この樹種は、乾燥した常緑林や混交落葉樹林、乾燥性フタバガキ林などの標高850メートルまでの地域に自生し、特に砂質や岩質の土壌を好み、乾季と雨季が明確な気候に適応しており、若木の成長は比較的速く、インドでは5年で平均5.7メートル、バングラデシュでは10年で16メートルに達することが報告されている。
木材は「ピンカドー」や「バーマ鉄木」として知られ、心材は赤褐色から濃褐色で、辺材は淡紅色から黄白色、木理は交錯または波状、肌目は中程度から粗く、気乾比重は0.88〜1.17(最大1.33)と非常に重硬で、耐久性に優れ、シロアリや海生ボーラーに対する抵抗性も高く、加工は困難で工具の刃を鈍らせやすいが、仕上げると美しい光沢を持ち、用途としては、橋梁、鉄道枕木、船舶、建築構造材、家具、フローリング、階段、手すり、彫刻、楽器など多岐にわたる。

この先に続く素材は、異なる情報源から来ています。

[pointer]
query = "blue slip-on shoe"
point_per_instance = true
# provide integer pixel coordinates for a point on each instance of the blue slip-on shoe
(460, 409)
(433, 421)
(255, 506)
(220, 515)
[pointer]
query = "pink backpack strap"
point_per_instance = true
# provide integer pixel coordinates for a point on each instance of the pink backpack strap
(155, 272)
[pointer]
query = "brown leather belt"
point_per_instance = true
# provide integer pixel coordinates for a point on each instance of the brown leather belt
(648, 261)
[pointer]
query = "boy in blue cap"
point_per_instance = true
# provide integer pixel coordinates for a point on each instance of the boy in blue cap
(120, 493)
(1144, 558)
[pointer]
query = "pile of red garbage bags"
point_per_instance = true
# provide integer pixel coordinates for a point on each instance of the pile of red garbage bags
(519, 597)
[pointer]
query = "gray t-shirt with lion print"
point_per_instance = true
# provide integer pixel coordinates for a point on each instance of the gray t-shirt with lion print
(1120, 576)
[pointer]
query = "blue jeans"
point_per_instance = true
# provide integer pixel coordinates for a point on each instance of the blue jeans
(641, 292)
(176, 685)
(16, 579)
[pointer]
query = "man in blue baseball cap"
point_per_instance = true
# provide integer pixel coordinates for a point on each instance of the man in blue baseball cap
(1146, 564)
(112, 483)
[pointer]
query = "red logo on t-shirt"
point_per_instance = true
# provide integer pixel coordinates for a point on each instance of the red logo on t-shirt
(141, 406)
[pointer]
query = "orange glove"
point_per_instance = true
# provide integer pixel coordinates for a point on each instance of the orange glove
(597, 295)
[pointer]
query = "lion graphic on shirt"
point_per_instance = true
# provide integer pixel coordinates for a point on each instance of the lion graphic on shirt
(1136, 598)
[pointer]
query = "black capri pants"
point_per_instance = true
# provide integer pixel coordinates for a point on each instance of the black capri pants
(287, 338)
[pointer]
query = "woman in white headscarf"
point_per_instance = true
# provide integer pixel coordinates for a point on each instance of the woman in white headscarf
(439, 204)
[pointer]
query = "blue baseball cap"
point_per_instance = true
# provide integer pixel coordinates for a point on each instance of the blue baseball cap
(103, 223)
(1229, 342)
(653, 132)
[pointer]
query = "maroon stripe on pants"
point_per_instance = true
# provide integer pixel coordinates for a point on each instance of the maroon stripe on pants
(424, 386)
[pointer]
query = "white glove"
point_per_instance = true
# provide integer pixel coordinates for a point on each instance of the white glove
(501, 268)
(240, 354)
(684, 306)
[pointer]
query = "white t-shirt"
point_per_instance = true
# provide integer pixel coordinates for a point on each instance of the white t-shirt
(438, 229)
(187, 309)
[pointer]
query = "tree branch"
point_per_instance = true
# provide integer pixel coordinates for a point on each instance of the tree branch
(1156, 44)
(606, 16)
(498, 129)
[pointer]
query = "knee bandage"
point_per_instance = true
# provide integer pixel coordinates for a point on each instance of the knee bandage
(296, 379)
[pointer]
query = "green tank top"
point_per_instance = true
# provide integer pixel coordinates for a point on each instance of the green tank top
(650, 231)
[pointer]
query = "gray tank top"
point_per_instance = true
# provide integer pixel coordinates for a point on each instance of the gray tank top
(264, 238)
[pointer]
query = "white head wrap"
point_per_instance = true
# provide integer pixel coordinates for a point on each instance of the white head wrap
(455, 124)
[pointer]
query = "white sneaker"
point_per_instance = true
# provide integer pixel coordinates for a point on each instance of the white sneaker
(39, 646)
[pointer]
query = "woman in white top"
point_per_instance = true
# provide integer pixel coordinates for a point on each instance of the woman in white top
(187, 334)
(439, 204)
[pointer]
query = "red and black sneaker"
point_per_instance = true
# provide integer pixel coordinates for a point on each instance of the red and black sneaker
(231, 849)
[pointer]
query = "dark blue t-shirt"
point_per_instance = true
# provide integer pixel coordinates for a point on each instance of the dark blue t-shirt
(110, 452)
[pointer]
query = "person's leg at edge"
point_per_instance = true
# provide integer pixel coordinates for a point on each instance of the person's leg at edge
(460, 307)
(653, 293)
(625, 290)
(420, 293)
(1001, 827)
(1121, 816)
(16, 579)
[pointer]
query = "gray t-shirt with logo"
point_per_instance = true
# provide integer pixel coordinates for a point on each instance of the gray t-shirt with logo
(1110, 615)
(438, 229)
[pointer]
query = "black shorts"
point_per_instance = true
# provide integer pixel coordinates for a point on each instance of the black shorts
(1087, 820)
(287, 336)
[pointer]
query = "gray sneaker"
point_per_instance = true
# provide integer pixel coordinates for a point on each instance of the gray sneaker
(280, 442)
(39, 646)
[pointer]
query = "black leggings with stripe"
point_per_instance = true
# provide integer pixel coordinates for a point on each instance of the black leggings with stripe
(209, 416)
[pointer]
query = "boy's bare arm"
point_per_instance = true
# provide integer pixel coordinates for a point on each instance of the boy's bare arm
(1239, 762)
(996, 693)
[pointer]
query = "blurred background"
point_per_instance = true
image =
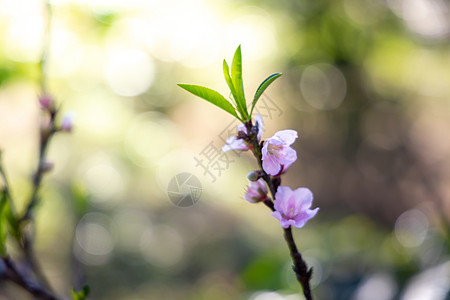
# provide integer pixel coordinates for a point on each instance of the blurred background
(366, 84)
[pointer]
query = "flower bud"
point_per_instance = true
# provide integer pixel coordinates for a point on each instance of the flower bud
(254, 175)
(256, 192)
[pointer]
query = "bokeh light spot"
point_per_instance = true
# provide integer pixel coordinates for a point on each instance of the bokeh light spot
(129, 72)
(411, 228)
(323, 86)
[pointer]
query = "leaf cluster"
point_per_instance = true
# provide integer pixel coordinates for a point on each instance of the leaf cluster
(238, 107)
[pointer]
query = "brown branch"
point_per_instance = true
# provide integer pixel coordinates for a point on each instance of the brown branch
(273, 182)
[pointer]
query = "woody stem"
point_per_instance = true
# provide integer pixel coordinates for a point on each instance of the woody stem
(300, 268)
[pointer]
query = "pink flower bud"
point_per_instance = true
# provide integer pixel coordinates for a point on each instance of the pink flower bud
(293, 207)
(277, 155)
(257, 191)
(237, 143)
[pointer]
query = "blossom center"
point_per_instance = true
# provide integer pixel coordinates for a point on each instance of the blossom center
(273, 148)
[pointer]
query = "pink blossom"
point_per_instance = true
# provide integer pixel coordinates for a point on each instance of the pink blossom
(277, 155)
(293, 207)
(257, 191)
(237, 142)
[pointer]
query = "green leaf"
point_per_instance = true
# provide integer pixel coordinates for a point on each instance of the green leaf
(236, 78)
(210, 96)
(2, 225)
(226, 74)
(81, 295)
(262, 87)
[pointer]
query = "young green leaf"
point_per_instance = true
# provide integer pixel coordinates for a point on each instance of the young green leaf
(210, 96)
(2, 225)
(262, 87)
(236, 78)
(226, 74)
(81, 295)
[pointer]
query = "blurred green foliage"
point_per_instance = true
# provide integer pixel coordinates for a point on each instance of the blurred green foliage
(366, 88)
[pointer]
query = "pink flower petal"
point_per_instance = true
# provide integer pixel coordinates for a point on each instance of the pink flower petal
(233, 143)
(288, 136)
(270, 165)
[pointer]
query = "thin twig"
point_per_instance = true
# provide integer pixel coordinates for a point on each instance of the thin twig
(13, 274)
(300, 268)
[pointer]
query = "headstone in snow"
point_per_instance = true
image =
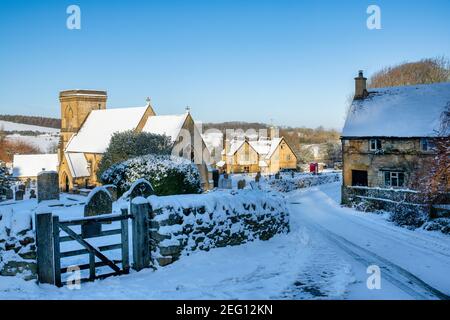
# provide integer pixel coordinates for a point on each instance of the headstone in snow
(9, 194)
(141, 188)
(99, 202)
(216, 177)
(112, 189)
(225, 183)
(48, 186)
(19, 195)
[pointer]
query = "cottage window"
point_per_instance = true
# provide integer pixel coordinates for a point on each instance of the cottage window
(427, 145)
(375, 144)
(394, 179)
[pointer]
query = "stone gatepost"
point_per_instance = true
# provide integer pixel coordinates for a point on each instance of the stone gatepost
(47, 186)
(19, 195)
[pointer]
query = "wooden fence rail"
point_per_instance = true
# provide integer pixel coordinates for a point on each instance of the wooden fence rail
(49, 239)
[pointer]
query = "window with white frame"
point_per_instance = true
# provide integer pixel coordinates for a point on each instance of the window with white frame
(375, 144)
(394, 179)
(427, 145)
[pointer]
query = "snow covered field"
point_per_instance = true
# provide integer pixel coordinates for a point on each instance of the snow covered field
(325, 256)
(45, 139)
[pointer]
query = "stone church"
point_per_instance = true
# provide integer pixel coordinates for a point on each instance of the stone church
(87, 126)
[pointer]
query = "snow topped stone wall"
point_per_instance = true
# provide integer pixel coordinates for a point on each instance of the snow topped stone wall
(288, 183)
(185, 223)
(17, 244)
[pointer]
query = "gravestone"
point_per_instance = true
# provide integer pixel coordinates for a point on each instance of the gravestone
(216, 177)
(225, 183)
(141, 188)
(9, 194)
(112, 189)
(99, 202)
(19, 195)
(48, 186)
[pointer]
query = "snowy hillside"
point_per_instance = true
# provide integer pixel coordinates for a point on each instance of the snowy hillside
(45, 139)
(12, 126)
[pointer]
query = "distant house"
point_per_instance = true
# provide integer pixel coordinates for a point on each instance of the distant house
(87, 127)
(264, 155)
(27, 166)
(389, 135)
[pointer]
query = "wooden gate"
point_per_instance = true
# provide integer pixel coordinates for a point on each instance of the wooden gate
(51, 232)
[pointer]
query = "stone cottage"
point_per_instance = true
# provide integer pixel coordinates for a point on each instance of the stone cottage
(267, 155)
(26, 167)
(87, 127)
(389, 135)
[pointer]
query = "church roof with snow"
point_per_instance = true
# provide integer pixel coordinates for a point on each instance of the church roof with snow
(170, 125)
(29, 165)
(408, 111)
(96, 132)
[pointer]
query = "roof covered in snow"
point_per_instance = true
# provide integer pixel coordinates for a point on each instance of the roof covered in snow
(264, 147)
(78, 164)
(95, 134)
(31, 165)
(408, 111)
(170, 125)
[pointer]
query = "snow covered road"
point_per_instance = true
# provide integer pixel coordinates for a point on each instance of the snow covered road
(414, 264)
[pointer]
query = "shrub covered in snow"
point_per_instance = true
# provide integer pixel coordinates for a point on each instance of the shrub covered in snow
(185, 223)
(5, 182)
(169, 175)
(17, 244)
(130, 144)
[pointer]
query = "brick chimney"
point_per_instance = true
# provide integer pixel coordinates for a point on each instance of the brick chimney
(361, 86)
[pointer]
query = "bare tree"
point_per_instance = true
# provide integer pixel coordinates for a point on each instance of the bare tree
(432, 70)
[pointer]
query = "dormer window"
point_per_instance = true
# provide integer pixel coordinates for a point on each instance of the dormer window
(375, 144)
(427, 145)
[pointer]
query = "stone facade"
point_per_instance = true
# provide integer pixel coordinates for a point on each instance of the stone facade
(384, 162)
(76, 106)
(247, 160)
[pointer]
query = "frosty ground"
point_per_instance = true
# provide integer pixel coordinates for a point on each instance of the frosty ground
(325, 256)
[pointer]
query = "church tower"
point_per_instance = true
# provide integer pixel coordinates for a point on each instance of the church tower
(75, 107)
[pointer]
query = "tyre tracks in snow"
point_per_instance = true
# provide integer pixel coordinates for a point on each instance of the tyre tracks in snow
(396, 275)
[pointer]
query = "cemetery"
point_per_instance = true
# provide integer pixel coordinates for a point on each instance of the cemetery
(47, 236)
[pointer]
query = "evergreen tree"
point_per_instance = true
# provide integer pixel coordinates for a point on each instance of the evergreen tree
(130, 144)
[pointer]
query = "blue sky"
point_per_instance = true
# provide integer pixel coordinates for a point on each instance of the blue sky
(255, 60)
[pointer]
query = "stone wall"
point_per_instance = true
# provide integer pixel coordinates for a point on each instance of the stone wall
(406, 207)
(288, 183)
(17, 245)
(182, 224)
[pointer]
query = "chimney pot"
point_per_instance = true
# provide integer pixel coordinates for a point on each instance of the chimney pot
(361, 86)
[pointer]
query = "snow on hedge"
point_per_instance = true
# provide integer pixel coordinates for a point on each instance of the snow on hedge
(167, 174)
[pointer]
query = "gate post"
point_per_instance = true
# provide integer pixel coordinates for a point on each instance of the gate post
(44, 248)
(140, 210)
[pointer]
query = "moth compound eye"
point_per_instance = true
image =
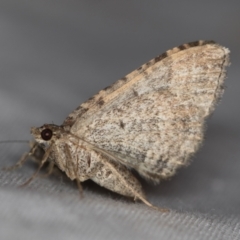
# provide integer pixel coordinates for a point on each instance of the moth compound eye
(46, 134)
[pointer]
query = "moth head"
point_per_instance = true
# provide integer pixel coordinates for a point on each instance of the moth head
(47, 134)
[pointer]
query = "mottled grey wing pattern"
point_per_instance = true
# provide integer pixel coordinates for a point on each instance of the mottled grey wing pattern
(152, 120)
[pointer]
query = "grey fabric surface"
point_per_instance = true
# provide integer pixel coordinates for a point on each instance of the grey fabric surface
(56, 54)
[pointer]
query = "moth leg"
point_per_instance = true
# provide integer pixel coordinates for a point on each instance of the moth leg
(23, 159)
(45, 157)
(80, 189)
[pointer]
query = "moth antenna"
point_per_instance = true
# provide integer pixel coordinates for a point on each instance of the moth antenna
(23, 159)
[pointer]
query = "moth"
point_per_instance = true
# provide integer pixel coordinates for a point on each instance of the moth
(152, 120)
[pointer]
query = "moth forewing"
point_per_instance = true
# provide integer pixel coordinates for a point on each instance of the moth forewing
(152, 120)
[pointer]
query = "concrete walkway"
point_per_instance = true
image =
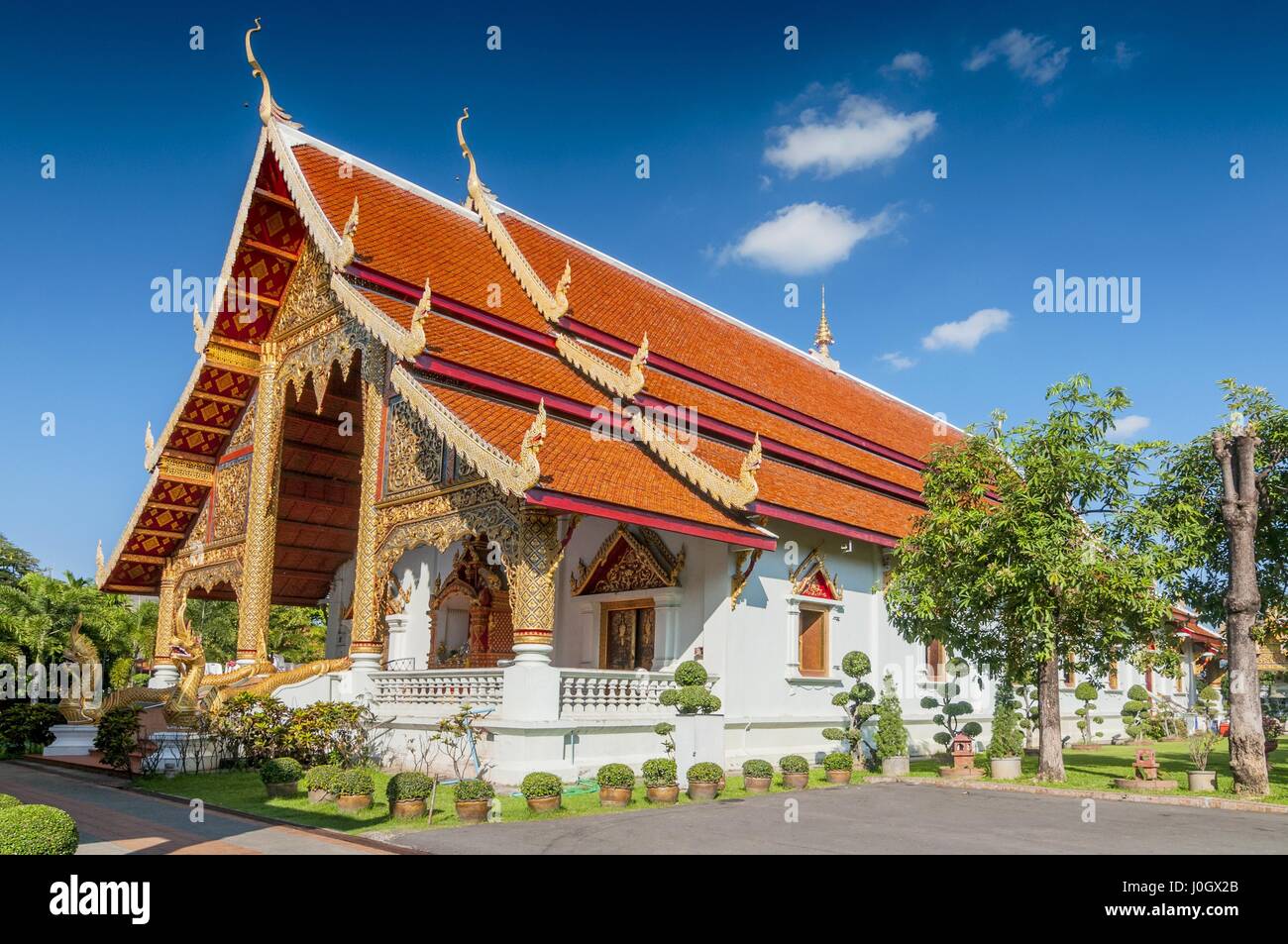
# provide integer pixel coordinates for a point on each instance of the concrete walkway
(121, 822)
(879, 819)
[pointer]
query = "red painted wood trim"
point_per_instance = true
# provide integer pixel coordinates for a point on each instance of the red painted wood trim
(561, 501)
(585, 412)
(771, 510)
(656, 361)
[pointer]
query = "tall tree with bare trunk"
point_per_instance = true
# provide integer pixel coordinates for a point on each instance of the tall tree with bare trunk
(1035, 550)
(1225, 497)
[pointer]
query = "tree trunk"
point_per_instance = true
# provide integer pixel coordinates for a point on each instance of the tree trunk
(1241, 608)
(1050, 747)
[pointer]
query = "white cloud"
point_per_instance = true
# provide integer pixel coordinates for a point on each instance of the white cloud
(913, 63)
(897, 361)
(806, 237)
(861, 134)
(1026, 54)
(966, 335)
(1128, 426)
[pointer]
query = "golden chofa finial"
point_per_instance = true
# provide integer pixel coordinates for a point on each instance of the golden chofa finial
(269, 110)
(823, 336)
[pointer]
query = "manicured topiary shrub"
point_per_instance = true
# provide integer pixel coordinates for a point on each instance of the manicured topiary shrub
(540, 785)
(794, 764)
(838, 762)
(691, 674)
(408, 785)
(473, 789)
(1006, 738)
(281, 771)
(616, 776)
(117, 736)
(321, 777)
(38, 831)
(353, 784)
(892, 739)
(660, 772)
(1087, 694)
(704, 772)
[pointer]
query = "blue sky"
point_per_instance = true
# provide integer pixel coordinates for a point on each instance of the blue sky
(767, 166)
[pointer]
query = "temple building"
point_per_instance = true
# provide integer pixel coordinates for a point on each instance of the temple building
(520, 475)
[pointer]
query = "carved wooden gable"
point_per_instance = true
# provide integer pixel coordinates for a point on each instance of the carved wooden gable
(812, 579)
(629, 559)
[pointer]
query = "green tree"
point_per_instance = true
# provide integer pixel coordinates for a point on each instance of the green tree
(1035, 548)
(1225, 498)
(1087, 719)
(14, 562)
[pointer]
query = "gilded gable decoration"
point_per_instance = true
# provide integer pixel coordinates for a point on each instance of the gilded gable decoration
(629, 559)
(811, 578)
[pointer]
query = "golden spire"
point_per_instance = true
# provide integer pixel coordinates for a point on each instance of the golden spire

また、樹皮や果実は地元の伝統医学で利用され、インドでは樹皮の粉末を蜂蜜と混ぜて咳や肺出血の治療に用いられ、タイでは象の傷の治療に葉が使われることがあり、さらに、若葉は食用とされ、種子は食用可能で、樹皮や葉にはタンニンが含まれ、染料や収斂剤としても利用される。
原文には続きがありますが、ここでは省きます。